Per ritenere sussistente il reato, la Corte di Cassazione, nella sentenza n. 53102, pubblicata in data 15 dicembre 2016, ha ritenuto sufficiente la testimonianza di due agenti della polizia municipale della capitale che hanno riferito come la musica ad alto volume era percepibile già ad ottanta metri di distanza dal condominio.
Nel caso concreto, tuttavia, stante la minore età dell’autore della turbativa, a “pagare” sono i genitori, in particolare, il padre, proprietario dell’appartamento in condominio.
La Corte, al fine di sostenere la responsabilità del genitore, riferisce come “agli obblighi discendenti dalla sua qualità di proprietario ed abitante dell’immobile dal quale i rumori si diffondevano, posto che il danno non è stato, nella specie, come correttamente rilevato dal ricorrente, prodotto dall’immobile in sé (come richiesto dall’art. 2051 cod. civ.) ma dagli apparecchi di riproduzione musicale attivati dal figlio, la sentenza ha posto in evidenza la posizione di garanzia data dall’esercizio della potestà genitoriale sul figlio minore autore, come appena detto, delle propagazioni rumorose”.
Sostine il Giudice di legittimità che, ai sensi dell’art. 40 c.p., non impedire un evento che si ha l’obbligo giuridico di impedire equivale a cagionarlo e che, tra tali obblighi, si annovera anche la responsabilità genitoriale nei confronti dei figli minori, dal quale discende che i genitori sono “responsabili del danno cagionato dal fatto illecito dei figli minori” in virtù dell’art. 2048 c.c., a mente del quale, Il padre e la madre, o il tutore sono responsabili del danno cagionato dal fatto illecito dei figli minori non emancipati o delle persone soggette alla tutela, che abitano con essi.
Da tale disposizione, continua la Corte, “discende un obbligo di sorveglianza (Cass. n. 43386/2010) che, senza escludere la concorrente responsabilità del minore ultraquattordicenne e capace di intendere e di volere, non può non radicare una responsabilità anche del genitore in tutti i casi in cui un tale obbligo sia rimasto inadempiuto, solo restando salva la possibilità, espressamente consentita dal comma 3 dell’art. 2048, di provare di non avere potuto impedire il fatto”.
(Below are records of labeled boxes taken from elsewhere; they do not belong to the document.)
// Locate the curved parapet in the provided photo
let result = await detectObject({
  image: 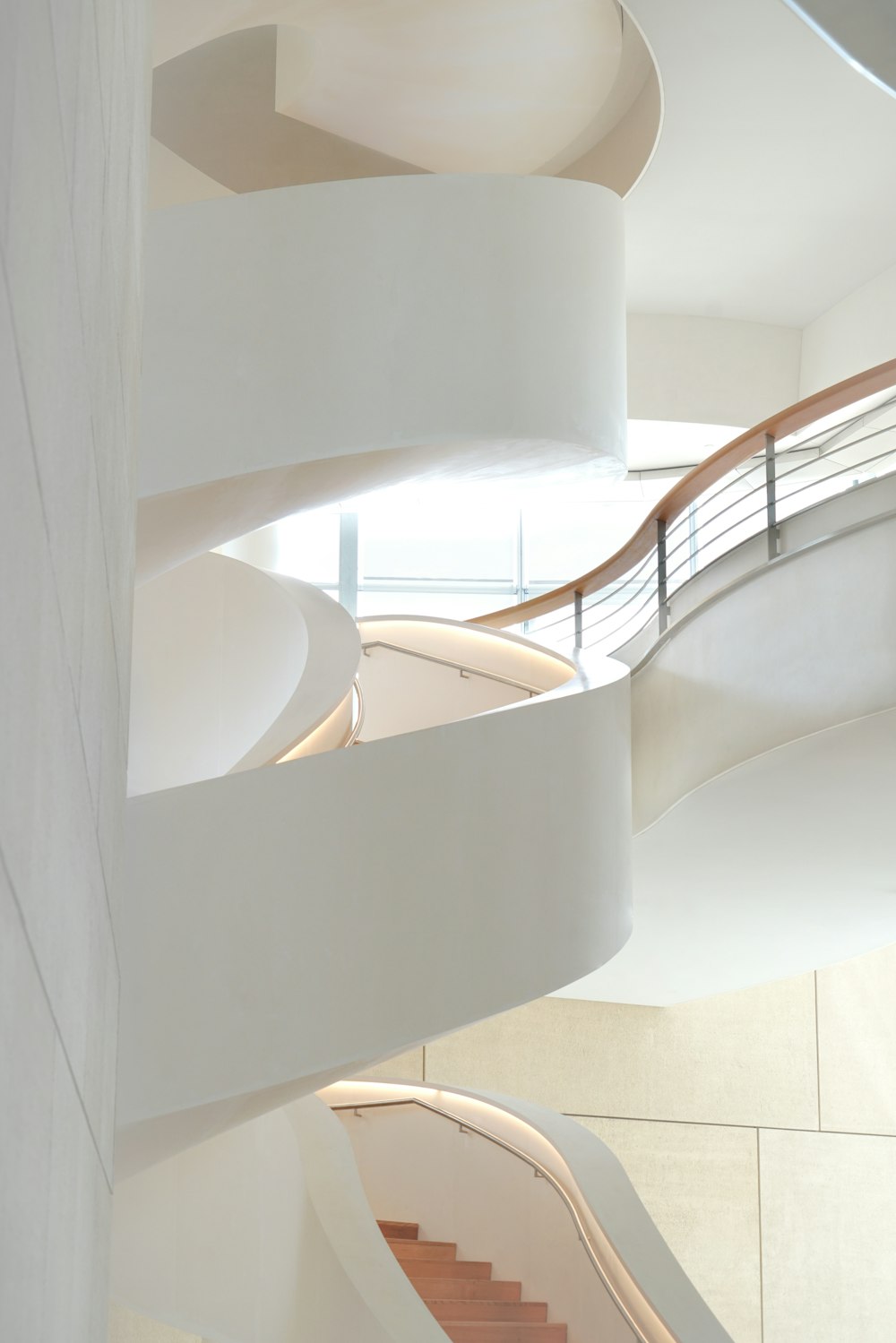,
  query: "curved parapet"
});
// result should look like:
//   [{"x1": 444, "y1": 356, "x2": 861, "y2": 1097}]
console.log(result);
[
  {"x1": 564, "y1": 486, "x2": 896, "y2": 1004},
  {"x1": 358, "y1": 616, "x2": 576, "y2": 741},
  {"x1": 138, "y1": 175, "x2": 626, "y2": 579},
  {"x1": 323, "y1": 1081, "x2": 731, "y2": 1343},
  {"x1": 116, "y1": 661, "x2": 632, "y2": 1170},
  {"x1": 127, "y1": 555, "x2": 361, "y2": 795},
  {"x1": 110, "y1": 1096, "x2": 444, "y2": 1343}
]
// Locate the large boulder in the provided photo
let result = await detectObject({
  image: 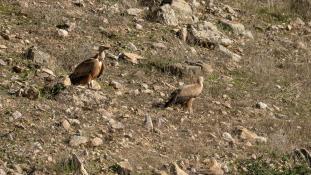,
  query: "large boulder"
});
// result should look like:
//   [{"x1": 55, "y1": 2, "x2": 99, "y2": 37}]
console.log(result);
[
  {"x1": 180, "y1": 22, "x2": 233, "y2": 46},
  {"x1": 157, "y1": 4, "x2": 178, "y2": 26}
]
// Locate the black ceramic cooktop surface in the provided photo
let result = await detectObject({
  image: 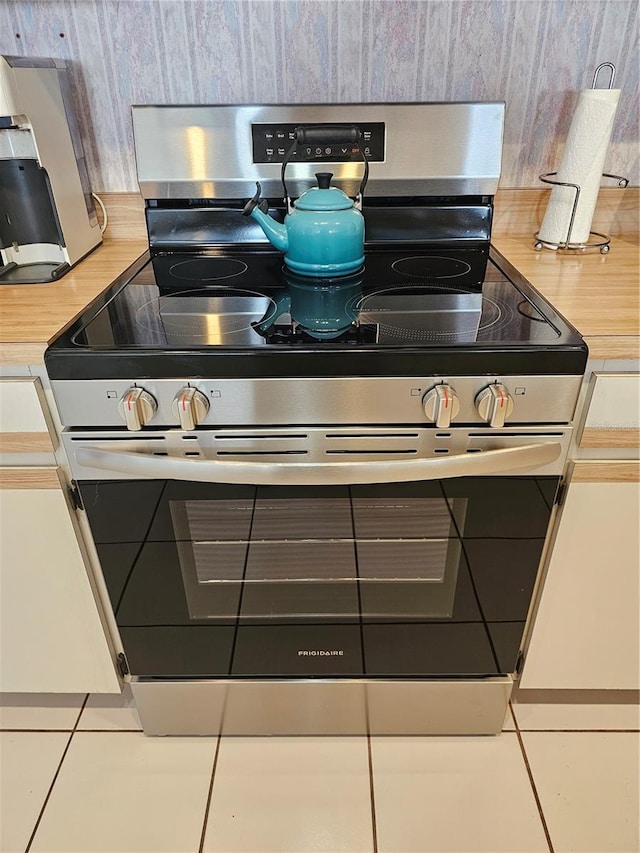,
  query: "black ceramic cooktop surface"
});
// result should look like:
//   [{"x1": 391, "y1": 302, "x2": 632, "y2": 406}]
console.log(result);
[{"x1": 46, "y1": 246, "x2": 586, "y2": 378}]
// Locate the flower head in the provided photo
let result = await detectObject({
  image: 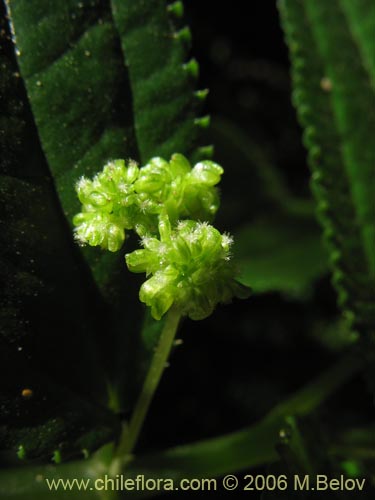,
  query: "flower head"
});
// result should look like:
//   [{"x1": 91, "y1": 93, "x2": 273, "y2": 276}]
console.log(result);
[
  {"x1": 126, "y1": 215, "x2": 248, "y2": 319},
  {"x1": 73, "y1": 154, "x2": 223, "y2": 252}
]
Ricorda, infine, la Suprema Corte i propri precedenti per cui “la responsabilità dei genitori per i fatti illeciti commessi dal minore con loro convivente, prevista dall’art. 2048 cod. civ., è correlata ai doveri inderogabili posti a loro carico all’art. 147 cod. civ. ed alla conseguente necessità di una costante opera educativa, finalizzata a correggere comportamenti non corretti ed a realizzare una personalità equilibrata, consapevole della relazionalità della propria esistenza e della protezione della propria ed altrui persona da ogni accadimento consapevolmente illecito (Cass. n. 9556/2009)”.
Attenzione quindi alle “attività” rumorose dei propri figli, a risponderne potrebbero essere i genitori, salvo non dimostrino di non aver potuto far nulla per impedire il fatto, circostanza alquanto difficile da dimostrare.